The orderlies brought the rum, sugar, and boiling water. The padre began patience, the colonel played "Destiny Waltz," and Dr. O'Grady, who in times of peace was doctor at an asylum, talked about lunatics.

"I had the care of a rich American who thought he was surrounded by a belt of poisoned gas," he said. "In order to save his life, he had a special bed made for himself surrounded by a cage of white wood.
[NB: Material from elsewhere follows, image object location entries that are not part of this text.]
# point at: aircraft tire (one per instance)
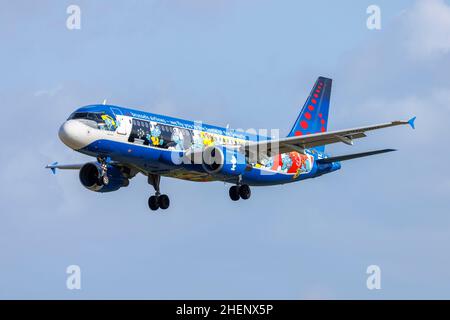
(234, 193)
(164, 201)
(245, 192)
(153, 203)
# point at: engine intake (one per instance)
(90, 178)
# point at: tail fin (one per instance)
(313, 117)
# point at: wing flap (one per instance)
(353, 156)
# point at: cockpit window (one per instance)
(97, 120)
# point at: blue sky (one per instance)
(251, 65)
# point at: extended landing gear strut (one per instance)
(240, 191)
(158, 200)
(103, 179)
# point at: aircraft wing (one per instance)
(55, 166)
(299, 143)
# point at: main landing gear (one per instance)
(158, 200)
(103, 179)
(240, 191)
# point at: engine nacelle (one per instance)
(221, 160)
(90, 178)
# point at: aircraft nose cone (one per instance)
(73, 133)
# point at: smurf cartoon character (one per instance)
(197, 141)
(155, 135)
(178, 138)
(109, 122)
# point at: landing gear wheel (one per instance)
(234, 193)
(163, 201)
(153, 203)
(245, 192)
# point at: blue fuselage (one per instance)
(156, 144)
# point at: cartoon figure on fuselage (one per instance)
(178, 139)
(155, 134)
(162, 146)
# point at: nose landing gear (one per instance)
(158, 201)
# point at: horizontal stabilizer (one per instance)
(353, 156)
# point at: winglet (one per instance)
(411, 122)
(52, 167)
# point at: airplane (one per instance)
(126, 142)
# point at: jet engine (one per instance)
(221, 160)
(91, 178)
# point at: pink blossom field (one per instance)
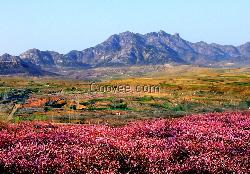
(205, 143)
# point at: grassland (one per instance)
(182, 90)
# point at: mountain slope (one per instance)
(128, 49)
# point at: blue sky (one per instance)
(63, 25)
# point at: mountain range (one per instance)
(129, 49)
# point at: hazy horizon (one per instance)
(76, 25)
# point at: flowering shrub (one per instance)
(209, 143)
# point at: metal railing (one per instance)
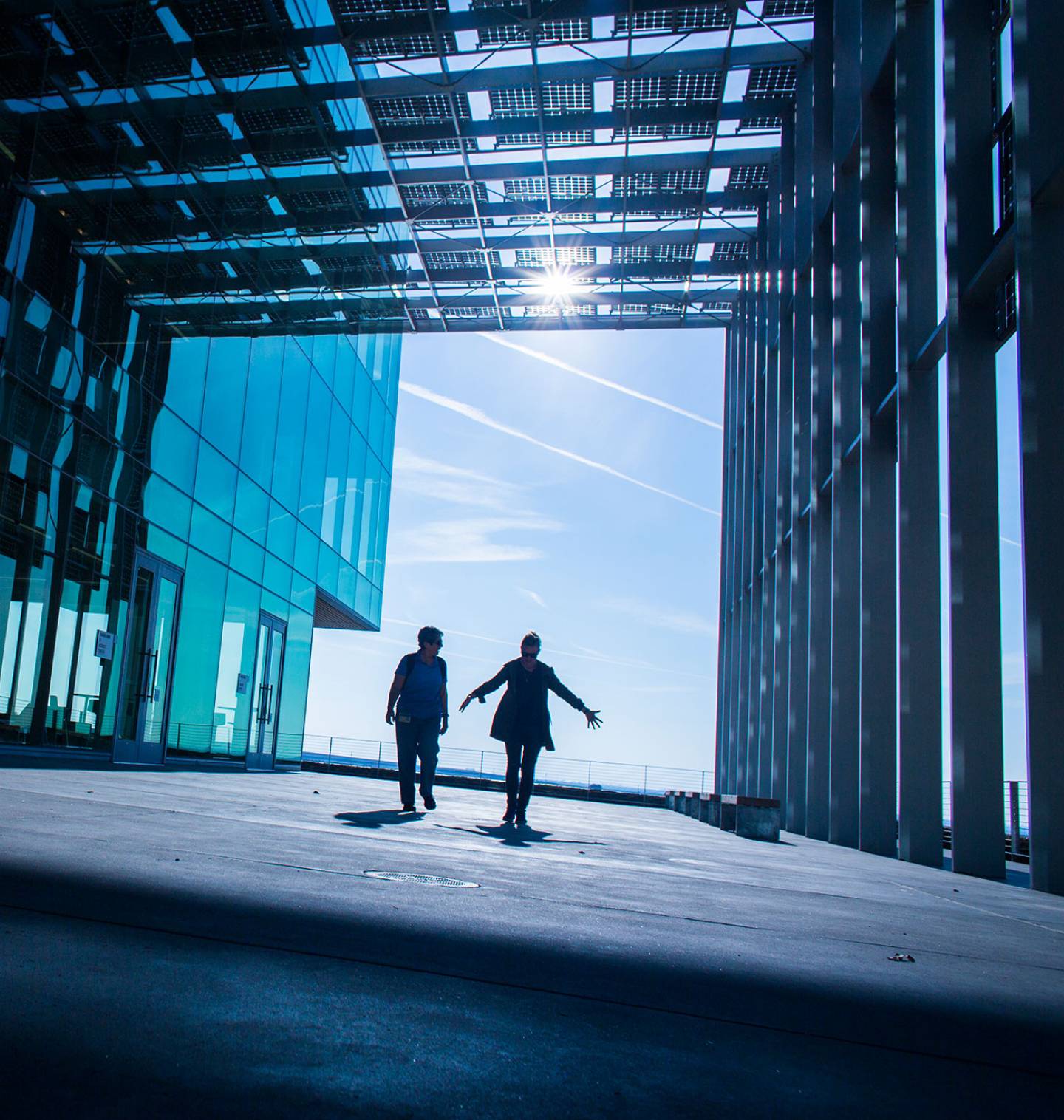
(1014, 816)
(468, 762)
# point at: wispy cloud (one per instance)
(480, 417)
(679, 622)
(649, 689)
(416, 474)
(539, 355)
(551, 653)
(468, 540)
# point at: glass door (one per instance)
(148, 662)
(266, 694)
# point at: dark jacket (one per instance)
(506, 712)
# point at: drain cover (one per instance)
(429, 881)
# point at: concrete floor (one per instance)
(200, 943)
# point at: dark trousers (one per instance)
(420, 738)
(520, 772)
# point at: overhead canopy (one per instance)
(404, 165)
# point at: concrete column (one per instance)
(1040, 150)
(975, 581)
(920, 595)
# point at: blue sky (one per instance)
(532, 496)
(497, 527)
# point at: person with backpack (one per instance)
(417, 703)
(522, 720)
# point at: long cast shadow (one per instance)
(378, 818)
(519, 836)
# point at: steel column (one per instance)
(1040, 150)
(975, 579)
(818, 781)
(920, 595)
(879, 516)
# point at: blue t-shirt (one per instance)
(421, 692)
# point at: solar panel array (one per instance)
(420, 165)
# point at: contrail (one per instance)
(471, 414)
(601, 381)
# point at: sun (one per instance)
(558, 286)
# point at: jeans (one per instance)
(520, 757)
(420, 738)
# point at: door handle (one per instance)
(152, 675)
(143, 692)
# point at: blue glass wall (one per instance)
(258, 467)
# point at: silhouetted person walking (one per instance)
(522, 720)
(420, 714)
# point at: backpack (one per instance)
(408, 664)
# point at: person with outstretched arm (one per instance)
(522, 720)
(417, 701)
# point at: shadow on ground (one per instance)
(378, 818)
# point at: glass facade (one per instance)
(177, 513)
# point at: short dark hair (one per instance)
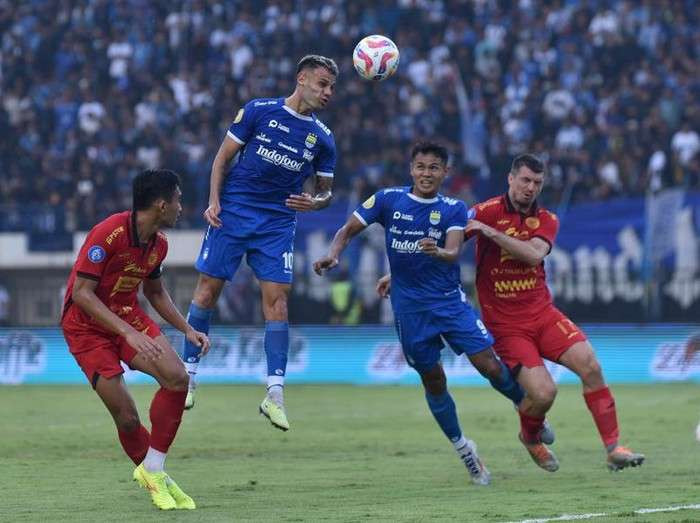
(312, 61)
(530, 161)
(427, 147)
(152, 185)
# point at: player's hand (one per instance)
(301, 202)
(429, 247)
(384, 286)
(198, 339)
(144, 344)
(323, 264)
(211, 215)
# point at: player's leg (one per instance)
(166, 411)
(221, 253)
(581, 359)
(274, 302)
(206, 294)
(270, 254)
(421, 344)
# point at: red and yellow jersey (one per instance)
(511, 290)
(113, 257)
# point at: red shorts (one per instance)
(99, 353)
(548, 336)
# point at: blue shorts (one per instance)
(423, 334)
(267, 240)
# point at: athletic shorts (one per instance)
(423, 334)
(99, 353)
(267, 240)
(547, 335)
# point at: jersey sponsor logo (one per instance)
(310, 140)
(401, 216)
(324, 127)
(288, 147)
(274, 124)
(434, 233)
(112, 235)
(96, 254)
(125, 284)
(532, 222)
(282, 160)
(514, 286)
(405, 246)
(369, 202)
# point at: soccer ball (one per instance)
(375, 57)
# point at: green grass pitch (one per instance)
(360, 454)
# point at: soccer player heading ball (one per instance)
(103, 325)
(252, 211)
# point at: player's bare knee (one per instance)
(176, 379)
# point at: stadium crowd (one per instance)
(92, 91)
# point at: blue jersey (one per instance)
(418, 281)
(281, 149)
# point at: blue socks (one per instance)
(507, 385)
(199, 319)
(445, 413)
(276, 347)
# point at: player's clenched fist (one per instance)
(212, 214)
(323, 264)
(199, 339)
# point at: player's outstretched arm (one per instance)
(305, 202)
(84, 297)
(340, 241)
(158, 296)
(531, 251)
(449, 253)
(227, 150)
He passed his days in this safe shelter, dressed in nothing but a red bathing suit, writing a book in twenty thousand chapters on the life and works of Adam. His room had a triple door on which he had carved, 'Gas carriers are warned that there are wolf-traps inside.' He sent for me every day, and when I went in he always said, 'I have never seen any creatures so stupid,' so wicked, so rotten, or so dense as English doctors.'"

"'I have never seen,'" repeated the padre with great satisfaction, "'any creatures so stupid, so wicked, or so dense as English doctors.'"

"Upon which," continued the doctor, "he turned his back on me, and, clothed in his red bathing suit, set to work again at the twenty-thousandth chapter on the works of Adam."

"Here, messiou," interrupted the colonel, who was examining some official papers, "is some work for you," and he passed over to Aurelle a thick bundle of papers covered with multi-coloured seals.